Dans plusieurs lettres et dans ses Confessions (liv. xii), Rousseau rend compte de ces démarches ; mais dans une autre lettre il semble dire qu’on avait voulu se moquer de lui. C’était, en effet, le bruit que fit courir Voltaire, et dès que Jean-Jacques en fut informé, il se tint sur ses gardes, craignant que les ouvertures qu’on lui avait faites, les messages qu’il avait reçus, ne fussent une mystification, et n’ayant aucun moyen de le vérifier, dans l’isolement où il vivait. Le fait mérite donc d’être examiné. Une pièce écrite dans le temps même, et que nous possédons, jettera quelque lumière sur ce point historique. Avant de le faire connaître, rappelons toutes les particularités relatives à cet événement.

Rousseau regardait le peuplé corse comme neuf, ou du moins le seul de l’Europe qui ne fût pas usé pour la législation. C’est sous ce rapport qu’il en avait parlé dans le Contrat social. Ce langage plut à Paoli, ainsi qu’aux autres chefs de ce peuple, qui venait de secouer le joug de Gênes. C’est en leur nom que M. Buttafuoco, capitaine au service de France, écrivit au mois d’août 1761[1] à Rousseau, l’invitant à faire un plan de législation pour la Corse. Flatté d’une proposition aussi honorable, il répondit en faisant voir les obstacles qui s’opposaient à son exécution : sans l’accepter ni la refuser, il témoigna le désir d’y concourir, fit des questions, demanda des renseignements, assurant que l’entreprise dont on le trouvait digne ne manquerait point par sa volonté. Il écrivait à milord Maréchal :. « Que les infortunés Corses ne peuvent-ils, par mon entremise, profiter de vos longues et profondes observations sur les hommes et les gouvernements ? Mais je suis loin de vous ! N’importe ; sans songer à l’impossibilité du succès, je m’occuperai de ces pauvres gens, comme si mes rêveries leur pouvaient être utiles. Puisque je suis dévoué aux chimères, je veux du moins m’en forger d’agréables. En songeant à ce que les hommes pourraient être, je tâcherai d’oublier ce qu’ils sont. Les Corses sont, comme vous le dites fort bien, plus près de cet état désirable qu’aucun autre peuple. »

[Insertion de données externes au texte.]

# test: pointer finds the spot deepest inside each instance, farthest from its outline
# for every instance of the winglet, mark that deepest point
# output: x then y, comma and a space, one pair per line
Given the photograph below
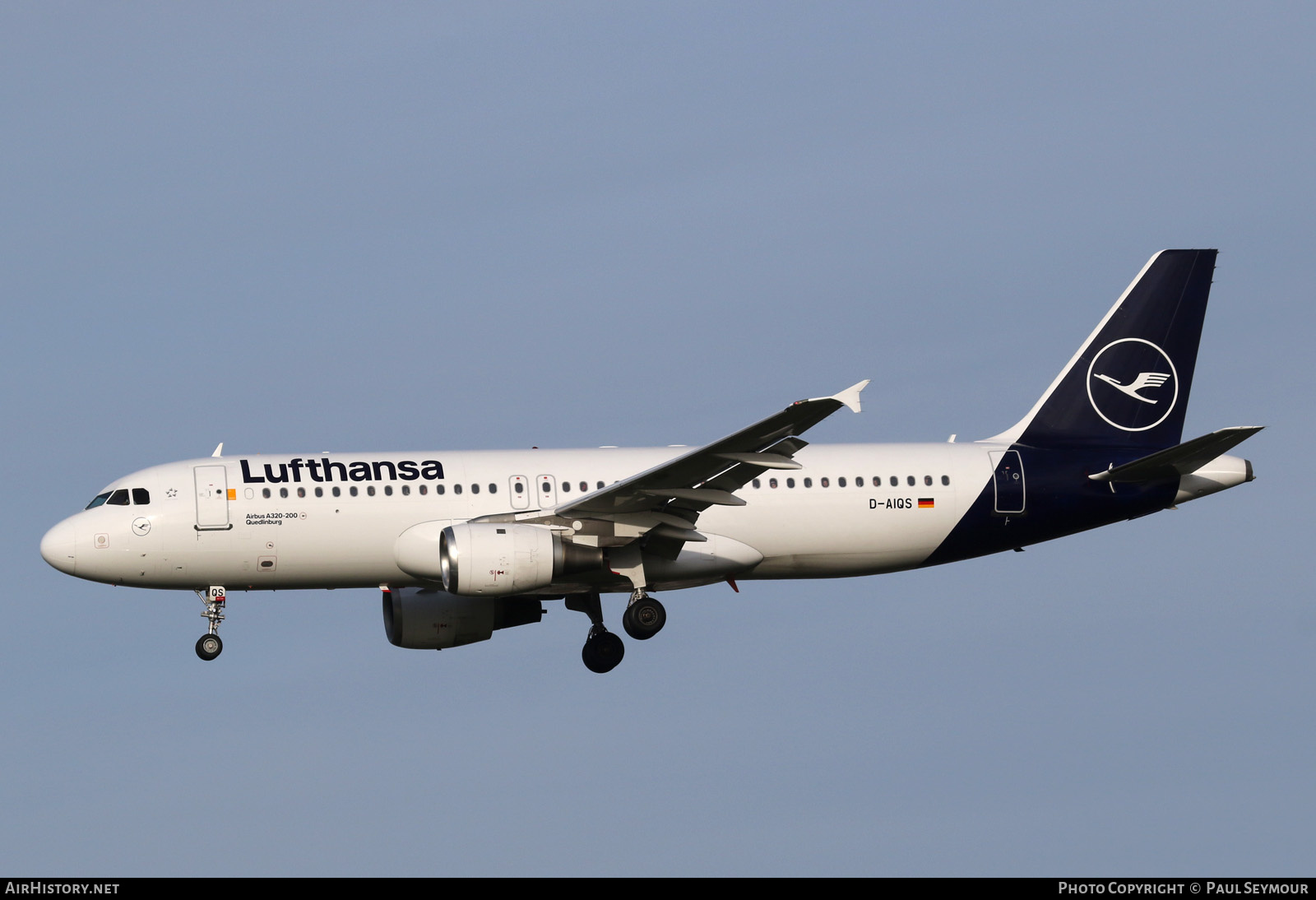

Pendant qu’il méditait sur ce projet, il apprit que le cabinet de Versailles venait de conclure avec les Génois un traité en vertu duquel il envoyait des troupes en Corse. « Jugeant impossible et ridicule de travailler à un ouvrage qui demande un aussi profond repos que l’institution d’un peuple, au moment où il allait peut-être être subjugué, » il exprima ses inquiétudes à M. Buttafuoco ; celui-ci le rassura en lui disant que s’il y avait dans le traité des clauses attentatoires à la liberté de son pays, il ne resterait pas, comme il le faisait, au service de France. En effet, les liaisons étroites entre cet officier corse et Paoli ne pouvaient faire suspecter sa fidélité ; mais, d’un autre côté, il faisait de fréquents voyages à la cour de France, et ses relations avec M. le duc de Choiseul étaient remarquées. Rousseau crut qu’il avait des données certaines sur les véritables intentions du gouvernement français, et que ces intentions n’avaient rien d’hostile. Cependant, comme il y avait du louche dans cette conduite, et qu’il lui paraissait absurde de supposer que les troupes françaises allaient en Corse pour protéger la liberté du pays, il exigea des preuves solides qu’il ne se moquait pas de lui dans la demande qu’on lui faisait d’une constitution pour cette île. Il voulut en conséquence avoir une entrevue avec M. Buttafuoco, qui, de son côté, paraissait la désirer. Mais il fallait, pour qu’elle eût lieu, que Rousseau se rendit en Corse, où se trouvait alors le négociateur. Jean-Jacques, qui sentait que c’était en étudiant sur les lieux mêmes les mœurs et les habitudes des insulaires, qu’il se procurerait le plus de données pour l’exécution du projet, s’occupa des moyens de faire un voyage dans ce pays. Ce fut dans ces entrefaites que commencèrent les persécutions causées par les lettres de la Montagne, qui venaient d’être publiées (fin de 1764).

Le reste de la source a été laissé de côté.